As equipes percorrem diferentes setores para identificar sinais de atividade do huillín. Entre os indícios relevados encontram-se pegadas, fezes, restos alimentares e outros rastros que permitem compreender melhor seu comportamento e distribuição.

Além disso, esses estudos fornecem informações valiosas para detectar mudanças nas populações e projetar medidas de manejo mais eficazes. Dessa forma, a pesquisa científica se torna uma ferramenta essencial para a conservação.

Ecossistemas saudáveis para uma espécie vulnerável

O rio Limay possui uma importância estratégica dentro da paisagem patagônica. Seu percurso conecta ambientes de grande valor ecológico e facilita o deslocamento de indivíduos entre diferentes setores do território.

Graças a essa função de corredor biológico, as populações de huillín podem manter trocas genéticas que favorecem sua sobrevivência a longo prazo.

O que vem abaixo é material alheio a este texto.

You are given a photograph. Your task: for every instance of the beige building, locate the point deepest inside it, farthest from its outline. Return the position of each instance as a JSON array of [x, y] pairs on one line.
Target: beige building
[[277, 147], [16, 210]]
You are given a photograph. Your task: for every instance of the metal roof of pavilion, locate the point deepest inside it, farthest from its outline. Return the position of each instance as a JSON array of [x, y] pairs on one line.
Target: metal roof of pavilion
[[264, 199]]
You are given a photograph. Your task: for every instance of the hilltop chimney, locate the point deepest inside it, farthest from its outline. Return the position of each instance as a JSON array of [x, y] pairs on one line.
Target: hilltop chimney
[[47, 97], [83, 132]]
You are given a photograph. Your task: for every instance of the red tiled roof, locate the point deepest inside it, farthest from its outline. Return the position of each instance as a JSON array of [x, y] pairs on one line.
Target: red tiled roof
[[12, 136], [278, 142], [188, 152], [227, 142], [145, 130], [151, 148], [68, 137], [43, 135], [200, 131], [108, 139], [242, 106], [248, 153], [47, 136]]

No entanto, a degradação das margens, a poluição e a expansão de atividades humanas representam ameaças constantes.

Por essa razão, as autoridades ambientais destacam a necessidade de manter em bom estado os cursos de água e as áreas naturais protegidas, fundamentais para garantir a continuidade das espécies nativas.

O huillín encontra refúgio na Patagônia enquanto avançam ações para proteger seus últimos habitats naturais. Foto: La Angostura Digital.
O huillín encontra refúgio na Patagônia enquanto avançam ações para proteger seus últimos habitats naturais. Foto: La Angostura Digital.

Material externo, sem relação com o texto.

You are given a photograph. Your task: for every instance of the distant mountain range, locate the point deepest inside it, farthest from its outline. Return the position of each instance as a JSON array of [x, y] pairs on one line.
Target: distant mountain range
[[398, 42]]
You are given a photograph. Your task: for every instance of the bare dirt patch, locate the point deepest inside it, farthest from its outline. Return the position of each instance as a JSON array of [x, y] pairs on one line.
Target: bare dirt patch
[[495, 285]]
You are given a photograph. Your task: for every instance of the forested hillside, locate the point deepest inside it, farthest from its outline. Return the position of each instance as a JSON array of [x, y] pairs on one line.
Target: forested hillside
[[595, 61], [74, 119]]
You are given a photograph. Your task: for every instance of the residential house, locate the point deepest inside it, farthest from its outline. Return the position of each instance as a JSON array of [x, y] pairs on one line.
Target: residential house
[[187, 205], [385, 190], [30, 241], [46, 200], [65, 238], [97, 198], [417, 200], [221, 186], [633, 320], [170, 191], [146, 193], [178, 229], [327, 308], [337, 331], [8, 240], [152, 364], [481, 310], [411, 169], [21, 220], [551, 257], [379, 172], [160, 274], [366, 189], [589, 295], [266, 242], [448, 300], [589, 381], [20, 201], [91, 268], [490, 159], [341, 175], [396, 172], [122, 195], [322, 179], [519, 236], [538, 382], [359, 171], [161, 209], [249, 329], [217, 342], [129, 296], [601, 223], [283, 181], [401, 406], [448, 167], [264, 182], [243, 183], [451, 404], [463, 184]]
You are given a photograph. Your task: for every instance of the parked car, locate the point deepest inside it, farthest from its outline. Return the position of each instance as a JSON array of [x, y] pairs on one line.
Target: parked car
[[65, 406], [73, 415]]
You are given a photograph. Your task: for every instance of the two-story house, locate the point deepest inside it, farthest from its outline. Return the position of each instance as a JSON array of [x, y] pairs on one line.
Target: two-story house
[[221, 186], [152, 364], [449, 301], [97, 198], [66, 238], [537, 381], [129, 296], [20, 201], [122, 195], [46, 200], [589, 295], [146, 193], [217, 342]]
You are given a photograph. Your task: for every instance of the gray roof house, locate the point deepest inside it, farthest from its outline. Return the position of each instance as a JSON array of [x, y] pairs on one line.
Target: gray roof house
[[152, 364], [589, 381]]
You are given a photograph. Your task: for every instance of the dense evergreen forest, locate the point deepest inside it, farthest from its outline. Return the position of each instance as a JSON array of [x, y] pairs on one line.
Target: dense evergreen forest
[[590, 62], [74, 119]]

A participação cidadã também é fundamental

A proteção do huillín depende em grande medida da colaboração entre organismos públicos, pesquisadores e habitantes da região. As ações cotidianas podem gerar uma diferença significativa na conservação dos ambientes ribeirinhos.

Entre as recomendações estão evitar jogar resíduos em rios e lagos, respeitar os setores protegidos, cuidar da vegetação costeira e limitar a entrada de animais de estimação em zonas sensíveis para a fauna silvestre.

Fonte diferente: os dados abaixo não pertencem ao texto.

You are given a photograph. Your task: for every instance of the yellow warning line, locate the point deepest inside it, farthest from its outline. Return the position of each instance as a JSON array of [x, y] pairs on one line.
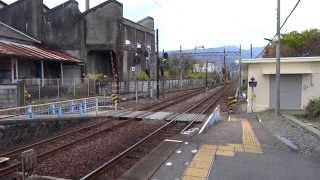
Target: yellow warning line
[[203, 161], [250, 141]]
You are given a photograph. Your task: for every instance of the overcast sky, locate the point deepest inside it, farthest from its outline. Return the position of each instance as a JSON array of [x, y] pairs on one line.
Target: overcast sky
[[215, 22]]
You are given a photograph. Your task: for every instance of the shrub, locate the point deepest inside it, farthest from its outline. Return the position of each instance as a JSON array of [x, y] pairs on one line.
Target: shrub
[[142, 76], [313, 109]]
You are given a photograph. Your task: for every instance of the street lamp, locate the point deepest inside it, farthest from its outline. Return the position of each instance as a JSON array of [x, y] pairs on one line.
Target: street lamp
[[277, 108]]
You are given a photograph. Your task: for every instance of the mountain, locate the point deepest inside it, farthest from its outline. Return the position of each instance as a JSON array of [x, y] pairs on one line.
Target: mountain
[[215, 55]]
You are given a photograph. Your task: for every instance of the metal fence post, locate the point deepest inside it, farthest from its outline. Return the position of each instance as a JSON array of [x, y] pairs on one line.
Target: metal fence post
[[97, 106], [58, 85], [74, 88], [30, 113], [72, 106], [88, 87], [136, 90], [39, 89]]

Além disso, promover atividades recreativas responsáveis contribui para reduzir as perturbações sobre uma espécie que requer tranquilidade e ambientes saudáveis para se desenvolver.

Curiosidades pouco conhecidas sobre o huillín

Embora geralmente passe despercebido, o huillín possui características surpreendentes que o tornam uma das espécies mais singulares da Patagônia. É uma das lontras mais austrais do planeta e uma das poucas adaptadas a viver tanto em ambientes de água doce quanto em zonas costeiras marinhas.

Seu pelagem é extremamente densa e impermeável, uma adaptação que lhe permite suportar as baixas temperaturas da região. Além disso, pode permanecer vários minutos debaixo d’água enquanto busca peixes, crustáceos e outros pequenos animais para se alimentar.

Outra particularidade é seu comportamento reservado. Ao contrário de outros mamíferos aquáticos, geralmente evita o contato com as pessoas e desenvolve grande parte de sua atividade em setores pouco acessíveis da vegetação ribeirinha.

A conservação do huillín representa muito mais do que a proteção de uma espécie ameaçada. Sua sobrevivência constitui um indicador do estado de saúde dos ecossistemas aquáticos de Río Negro, do rio Limay e do Parque Nacional Nahuel Huapi, espaços naturais cuja preservação é essencial para o futuro ambiental da Patagônia.